Compared with the traditional fat-tree network topology, the Torus direct network, which emphasizes the neighboring interconnection, has obvious advantages in scalability and cost/performance, since it only holds a linear dependency between the network cost and the system scale. In addition, the rich redundant data paths and the dynamic routing give inherent superiority in fault tolerance ability. All these features well meet the requirements of exascale supercomputers and pave a new trend of high-speed network technology.
Dr.Li Bin further remarked that Sugon had realized 3D-Torus network in 2015, as a solution for their Earth System Numerical Simulator. Recently, Sugon’s researches in Torus network technology have made bigger breakthroughs. The dimension of the Torus network has evolved from 3D to 6D which can effectively reduce of the longest network hops of large-scale systems. At the software level, the deadlock-free dynamic routing algorithms supporting 6D-Torus have been verified and tested in the actual environment. At the hardware level, the Silicon Switch released this time is an important sample of the hardware implementation.

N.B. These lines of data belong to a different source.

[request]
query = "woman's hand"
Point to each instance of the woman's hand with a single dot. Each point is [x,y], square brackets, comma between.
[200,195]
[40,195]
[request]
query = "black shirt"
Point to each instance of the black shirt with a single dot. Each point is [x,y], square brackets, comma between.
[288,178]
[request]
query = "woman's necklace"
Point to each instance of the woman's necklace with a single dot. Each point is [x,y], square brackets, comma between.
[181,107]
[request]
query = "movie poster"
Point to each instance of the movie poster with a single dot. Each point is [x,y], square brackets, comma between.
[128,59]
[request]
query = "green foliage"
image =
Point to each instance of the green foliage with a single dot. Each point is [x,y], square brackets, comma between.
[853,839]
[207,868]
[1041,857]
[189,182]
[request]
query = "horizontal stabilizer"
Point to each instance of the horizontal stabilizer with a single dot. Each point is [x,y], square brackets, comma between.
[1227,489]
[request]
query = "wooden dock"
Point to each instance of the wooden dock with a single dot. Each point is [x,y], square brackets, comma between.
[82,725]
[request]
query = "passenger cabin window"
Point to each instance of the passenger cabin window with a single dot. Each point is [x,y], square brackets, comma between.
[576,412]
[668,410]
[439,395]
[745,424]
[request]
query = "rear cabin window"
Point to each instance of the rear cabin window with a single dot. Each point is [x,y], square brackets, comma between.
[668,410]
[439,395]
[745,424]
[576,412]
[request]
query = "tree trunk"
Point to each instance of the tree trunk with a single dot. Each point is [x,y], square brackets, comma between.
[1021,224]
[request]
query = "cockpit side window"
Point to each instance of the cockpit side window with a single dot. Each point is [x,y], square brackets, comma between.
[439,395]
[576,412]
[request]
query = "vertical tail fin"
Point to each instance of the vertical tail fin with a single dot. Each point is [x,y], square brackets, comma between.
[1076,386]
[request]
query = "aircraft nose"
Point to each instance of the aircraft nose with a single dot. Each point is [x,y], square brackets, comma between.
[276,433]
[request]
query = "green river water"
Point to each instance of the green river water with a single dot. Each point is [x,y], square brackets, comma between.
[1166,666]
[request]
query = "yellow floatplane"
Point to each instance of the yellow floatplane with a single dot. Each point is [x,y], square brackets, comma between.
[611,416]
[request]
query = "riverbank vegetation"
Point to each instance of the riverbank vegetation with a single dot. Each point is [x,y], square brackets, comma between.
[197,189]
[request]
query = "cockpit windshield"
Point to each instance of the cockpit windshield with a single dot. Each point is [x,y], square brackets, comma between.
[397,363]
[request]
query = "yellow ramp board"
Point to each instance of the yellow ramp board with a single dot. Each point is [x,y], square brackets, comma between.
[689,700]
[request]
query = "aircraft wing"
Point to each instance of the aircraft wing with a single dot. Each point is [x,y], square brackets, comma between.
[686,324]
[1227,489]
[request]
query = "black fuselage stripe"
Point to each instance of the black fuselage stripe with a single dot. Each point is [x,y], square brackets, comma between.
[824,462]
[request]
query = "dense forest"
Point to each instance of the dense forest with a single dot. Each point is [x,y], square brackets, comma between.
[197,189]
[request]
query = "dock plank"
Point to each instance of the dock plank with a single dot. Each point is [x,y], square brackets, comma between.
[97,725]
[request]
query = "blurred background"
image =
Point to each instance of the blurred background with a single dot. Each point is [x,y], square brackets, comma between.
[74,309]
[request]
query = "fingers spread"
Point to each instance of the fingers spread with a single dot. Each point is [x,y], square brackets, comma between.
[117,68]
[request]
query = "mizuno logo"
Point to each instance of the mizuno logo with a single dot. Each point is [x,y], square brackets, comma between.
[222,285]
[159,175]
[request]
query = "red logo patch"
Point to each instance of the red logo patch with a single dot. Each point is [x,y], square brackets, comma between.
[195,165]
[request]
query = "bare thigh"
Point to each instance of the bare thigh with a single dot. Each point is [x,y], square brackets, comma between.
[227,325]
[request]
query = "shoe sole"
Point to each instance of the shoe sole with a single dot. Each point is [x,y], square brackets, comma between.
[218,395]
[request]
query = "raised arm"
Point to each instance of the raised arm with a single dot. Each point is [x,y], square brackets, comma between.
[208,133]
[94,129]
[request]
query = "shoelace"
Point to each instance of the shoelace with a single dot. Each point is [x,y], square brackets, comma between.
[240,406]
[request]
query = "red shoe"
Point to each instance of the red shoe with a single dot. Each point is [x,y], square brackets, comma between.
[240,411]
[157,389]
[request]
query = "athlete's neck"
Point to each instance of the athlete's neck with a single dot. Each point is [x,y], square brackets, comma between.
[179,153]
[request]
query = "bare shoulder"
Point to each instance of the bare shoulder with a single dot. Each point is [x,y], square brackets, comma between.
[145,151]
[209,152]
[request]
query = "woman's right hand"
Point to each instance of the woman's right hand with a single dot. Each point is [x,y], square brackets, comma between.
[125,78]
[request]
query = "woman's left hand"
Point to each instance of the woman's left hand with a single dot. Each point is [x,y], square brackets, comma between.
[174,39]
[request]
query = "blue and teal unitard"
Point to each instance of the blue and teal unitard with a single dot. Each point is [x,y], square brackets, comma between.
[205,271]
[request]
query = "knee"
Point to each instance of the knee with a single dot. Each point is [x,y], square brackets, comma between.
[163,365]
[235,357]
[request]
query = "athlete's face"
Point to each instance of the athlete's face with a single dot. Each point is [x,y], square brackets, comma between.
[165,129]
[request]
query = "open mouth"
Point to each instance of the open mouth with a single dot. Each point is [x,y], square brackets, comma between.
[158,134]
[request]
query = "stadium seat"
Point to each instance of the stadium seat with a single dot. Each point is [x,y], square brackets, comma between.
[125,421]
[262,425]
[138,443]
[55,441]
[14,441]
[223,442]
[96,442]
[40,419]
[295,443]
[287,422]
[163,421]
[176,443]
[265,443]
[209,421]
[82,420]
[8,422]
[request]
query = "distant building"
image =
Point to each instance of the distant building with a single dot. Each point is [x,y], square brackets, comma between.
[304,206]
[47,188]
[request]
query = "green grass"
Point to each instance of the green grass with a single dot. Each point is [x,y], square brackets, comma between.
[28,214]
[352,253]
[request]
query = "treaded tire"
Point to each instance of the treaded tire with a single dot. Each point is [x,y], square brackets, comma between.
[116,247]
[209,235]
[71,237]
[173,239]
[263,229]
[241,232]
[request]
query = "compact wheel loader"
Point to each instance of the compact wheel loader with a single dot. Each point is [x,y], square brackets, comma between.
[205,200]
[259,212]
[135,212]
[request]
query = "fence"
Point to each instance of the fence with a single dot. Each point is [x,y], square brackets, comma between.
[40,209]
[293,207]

The “Silicon” mentioned above refers to a unit in Torus high-dimensional direct network. With the 3D-Torus topological structure adopted in asilicon unit, multiple silicon units can agglomerate into a higher-dimensional 4D/5D/6D-Torus direct network. Integrating a 3D-Torus silicon unit into a modular switch can bring many benefits, such as greatly improving the integration and density of the system, simplifying the network cabling, reducing the deployment complexity and costs. The released Silicon Switch can support up to 192 ports (100Gb each). Different Silicon Switches could be connected through a 400Gb specific interface.
Leveraging the integrated Silicon Switch could also greatly raise the popularity of Torus high-speed network technology, since there is almost no change on the computing nodes side and then some small and medium-scale high-performance computing systems may adopt the Torus topology smoothly.
It is worth mentioning that the released Silicon Switch by Sugon supports the cold-plate direct liquid cooling as well. It has been marking the extension of Sugon’s liquid cooling technology from the computing device to the network system. In fact, the liquid cooling technology has played a key role in improving the integration and reliability of the large-scale network systems in terms of reducing their energy consumption.
The flourishing development of high-performance computing and artificial intelligence rely on not only the powerful computing parts, but also on efficient communication parts. Sugon shall aim to blaze new trails in computing, storage, networking and other core technologies.